When comparing the Model 24 to the Browning SA-22, it will be seen that the Model 24 is of a more delicate (lighter build) design. When Remington ceased production of the Model 24 in 1935, it was replaced by the Remington 241. The Model 241 is closer to the Browning SA-22 in terms of size and overall appearance than the earlier Model 24.
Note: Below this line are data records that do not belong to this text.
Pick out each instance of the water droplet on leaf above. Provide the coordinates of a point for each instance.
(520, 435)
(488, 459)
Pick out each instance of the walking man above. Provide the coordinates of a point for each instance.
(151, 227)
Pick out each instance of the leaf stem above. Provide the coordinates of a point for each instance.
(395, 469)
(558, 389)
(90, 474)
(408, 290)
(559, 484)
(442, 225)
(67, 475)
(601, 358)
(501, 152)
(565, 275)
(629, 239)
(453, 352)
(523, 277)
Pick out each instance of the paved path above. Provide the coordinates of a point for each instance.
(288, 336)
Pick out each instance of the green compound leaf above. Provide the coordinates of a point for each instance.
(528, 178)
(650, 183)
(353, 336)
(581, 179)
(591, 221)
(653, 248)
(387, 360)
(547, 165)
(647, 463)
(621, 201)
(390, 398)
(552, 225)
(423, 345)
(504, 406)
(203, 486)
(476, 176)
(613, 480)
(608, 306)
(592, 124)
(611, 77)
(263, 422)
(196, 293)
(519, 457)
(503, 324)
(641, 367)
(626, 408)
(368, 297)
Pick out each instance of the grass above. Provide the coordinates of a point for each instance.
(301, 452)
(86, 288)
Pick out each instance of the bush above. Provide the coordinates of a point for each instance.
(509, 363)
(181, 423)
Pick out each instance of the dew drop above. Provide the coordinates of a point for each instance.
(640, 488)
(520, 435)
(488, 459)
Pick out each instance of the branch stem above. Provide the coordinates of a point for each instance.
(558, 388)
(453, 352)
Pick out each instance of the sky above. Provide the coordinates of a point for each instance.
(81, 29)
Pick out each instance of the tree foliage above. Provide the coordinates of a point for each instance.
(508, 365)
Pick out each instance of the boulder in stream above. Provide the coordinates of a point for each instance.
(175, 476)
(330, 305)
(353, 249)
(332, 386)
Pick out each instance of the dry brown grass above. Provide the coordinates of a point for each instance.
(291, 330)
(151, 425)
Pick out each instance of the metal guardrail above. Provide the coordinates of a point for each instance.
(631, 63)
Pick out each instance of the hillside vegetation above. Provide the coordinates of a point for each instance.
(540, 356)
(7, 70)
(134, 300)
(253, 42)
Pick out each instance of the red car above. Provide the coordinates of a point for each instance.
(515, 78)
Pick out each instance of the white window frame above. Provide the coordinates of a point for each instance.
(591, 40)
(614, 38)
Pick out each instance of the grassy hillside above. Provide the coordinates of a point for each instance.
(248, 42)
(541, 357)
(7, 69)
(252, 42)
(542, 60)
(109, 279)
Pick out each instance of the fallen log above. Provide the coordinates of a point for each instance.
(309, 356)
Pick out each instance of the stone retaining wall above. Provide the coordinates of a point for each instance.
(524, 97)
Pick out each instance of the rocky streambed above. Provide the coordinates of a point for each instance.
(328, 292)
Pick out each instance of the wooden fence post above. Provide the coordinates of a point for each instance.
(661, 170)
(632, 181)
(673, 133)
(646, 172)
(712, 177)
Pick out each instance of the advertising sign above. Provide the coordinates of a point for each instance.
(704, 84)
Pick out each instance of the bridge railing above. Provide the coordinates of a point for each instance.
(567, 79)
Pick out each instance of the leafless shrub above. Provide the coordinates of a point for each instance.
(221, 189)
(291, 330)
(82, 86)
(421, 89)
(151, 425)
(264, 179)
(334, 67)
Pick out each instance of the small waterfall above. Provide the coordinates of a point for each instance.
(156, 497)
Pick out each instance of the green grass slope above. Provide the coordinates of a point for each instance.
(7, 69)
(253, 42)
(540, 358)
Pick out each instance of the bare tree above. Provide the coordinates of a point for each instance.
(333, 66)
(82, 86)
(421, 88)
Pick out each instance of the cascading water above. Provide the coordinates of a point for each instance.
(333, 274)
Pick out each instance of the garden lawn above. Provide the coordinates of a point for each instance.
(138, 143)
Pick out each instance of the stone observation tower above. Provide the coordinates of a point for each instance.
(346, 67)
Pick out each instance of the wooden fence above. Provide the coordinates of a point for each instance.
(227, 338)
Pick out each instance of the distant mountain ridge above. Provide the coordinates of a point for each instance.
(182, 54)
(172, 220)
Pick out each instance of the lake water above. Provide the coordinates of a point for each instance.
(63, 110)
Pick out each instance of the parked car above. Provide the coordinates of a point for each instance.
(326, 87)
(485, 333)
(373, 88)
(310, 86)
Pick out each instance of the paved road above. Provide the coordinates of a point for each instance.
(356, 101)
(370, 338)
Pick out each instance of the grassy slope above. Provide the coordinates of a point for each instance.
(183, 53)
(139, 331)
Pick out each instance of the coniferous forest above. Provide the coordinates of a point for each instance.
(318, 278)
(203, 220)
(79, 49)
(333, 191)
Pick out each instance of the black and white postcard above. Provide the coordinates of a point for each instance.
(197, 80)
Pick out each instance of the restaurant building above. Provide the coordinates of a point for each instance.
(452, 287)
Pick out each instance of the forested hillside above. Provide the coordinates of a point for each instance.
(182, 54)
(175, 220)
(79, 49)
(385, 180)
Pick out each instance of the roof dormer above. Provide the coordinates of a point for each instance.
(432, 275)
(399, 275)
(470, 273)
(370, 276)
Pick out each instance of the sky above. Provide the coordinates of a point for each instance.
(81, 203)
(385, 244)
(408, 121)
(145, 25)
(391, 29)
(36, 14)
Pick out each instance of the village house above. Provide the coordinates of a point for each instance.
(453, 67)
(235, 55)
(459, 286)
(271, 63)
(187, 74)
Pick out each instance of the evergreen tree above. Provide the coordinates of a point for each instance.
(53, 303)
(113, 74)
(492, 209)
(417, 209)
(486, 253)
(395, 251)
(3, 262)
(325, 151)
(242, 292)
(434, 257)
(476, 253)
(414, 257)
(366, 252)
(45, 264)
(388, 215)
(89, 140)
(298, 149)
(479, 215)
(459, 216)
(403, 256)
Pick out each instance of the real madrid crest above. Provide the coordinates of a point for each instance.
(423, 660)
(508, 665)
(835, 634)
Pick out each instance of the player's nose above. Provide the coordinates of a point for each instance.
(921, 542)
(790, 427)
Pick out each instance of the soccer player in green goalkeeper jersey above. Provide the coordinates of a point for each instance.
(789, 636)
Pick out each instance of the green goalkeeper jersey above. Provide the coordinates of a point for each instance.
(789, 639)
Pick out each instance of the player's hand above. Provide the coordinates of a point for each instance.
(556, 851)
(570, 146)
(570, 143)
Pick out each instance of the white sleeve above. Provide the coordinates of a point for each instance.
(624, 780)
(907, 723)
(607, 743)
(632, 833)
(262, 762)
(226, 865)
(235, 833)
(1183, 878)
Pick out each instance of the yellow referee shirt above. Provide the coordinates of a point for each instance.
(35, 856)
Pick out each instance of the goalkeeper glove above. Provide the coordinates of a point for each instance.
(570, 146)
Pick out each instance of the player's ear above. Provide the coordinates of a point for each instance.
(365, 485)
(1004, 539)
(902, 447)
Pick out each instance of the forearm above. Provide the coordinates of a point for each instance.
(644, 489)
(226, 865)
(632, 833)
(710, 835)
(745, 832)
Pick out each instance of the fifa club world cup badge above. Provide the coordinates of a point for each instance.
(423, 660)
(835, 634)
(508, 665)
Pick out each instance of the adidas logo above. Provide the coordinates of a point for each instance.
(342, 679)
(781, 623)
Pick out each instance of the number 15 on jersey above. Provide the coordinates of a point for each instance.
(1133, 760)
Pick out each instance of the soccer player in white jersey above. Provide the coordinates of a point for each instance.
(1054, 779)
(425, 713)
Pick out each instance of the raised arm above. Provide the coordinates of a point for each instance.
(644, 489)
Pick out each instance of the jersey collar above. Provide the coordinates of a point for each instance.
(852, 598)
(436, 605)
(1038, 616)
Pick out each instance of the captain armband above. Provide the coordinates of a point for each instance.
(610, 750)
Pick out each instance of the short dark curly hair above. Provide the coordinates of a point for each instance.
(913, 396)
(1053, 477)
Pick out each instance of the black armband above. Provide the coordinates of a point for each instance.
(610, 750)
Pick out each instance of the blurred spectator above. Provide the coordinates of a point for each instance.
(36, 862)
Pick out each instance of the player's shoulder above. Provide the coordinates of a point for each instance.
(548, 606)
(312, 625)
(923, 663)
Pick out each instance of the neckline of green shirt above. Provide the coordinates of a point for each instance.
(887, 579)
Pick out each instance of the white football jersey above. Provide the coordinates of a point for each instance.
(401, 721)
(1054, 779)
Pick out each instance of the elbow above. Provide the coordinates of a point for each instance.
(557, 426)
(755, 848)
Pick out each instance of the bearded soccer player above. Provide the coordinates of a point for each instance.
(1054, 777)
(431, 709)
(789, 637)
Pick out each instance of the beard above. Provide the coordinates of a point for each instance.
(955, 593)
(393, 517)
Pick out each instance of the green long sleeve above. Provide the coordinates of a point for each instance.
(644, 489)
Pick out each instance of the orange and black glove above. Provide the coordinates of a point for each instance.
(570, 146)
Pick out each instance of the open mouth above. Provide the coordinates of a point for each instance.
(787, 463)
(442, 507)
The Model 24 uses a barrel tightening method (which was needed due to the takedown nature of the design in which the barrel can be separated from the receiver) that is very close to that of the Browning SA-22. That tightening method uses an adjusting ring on the lower end of the barrel where it presses up against the receiver. The Model 241 uses a different method of tightening the barrel to the receiver (a dual-sided nut with an interrupted-screw threading rides inside the opening in the front of the receiver and, by selecting how deeply the nut sits in the receiver, it controls how tightly the barrel fits against the receiver when the barrel is fitted to the receiver. This mechanism of the Model 241 is not visible unless the barrel is separated from the receiver so that the opening in the front of the receiver can be viewed).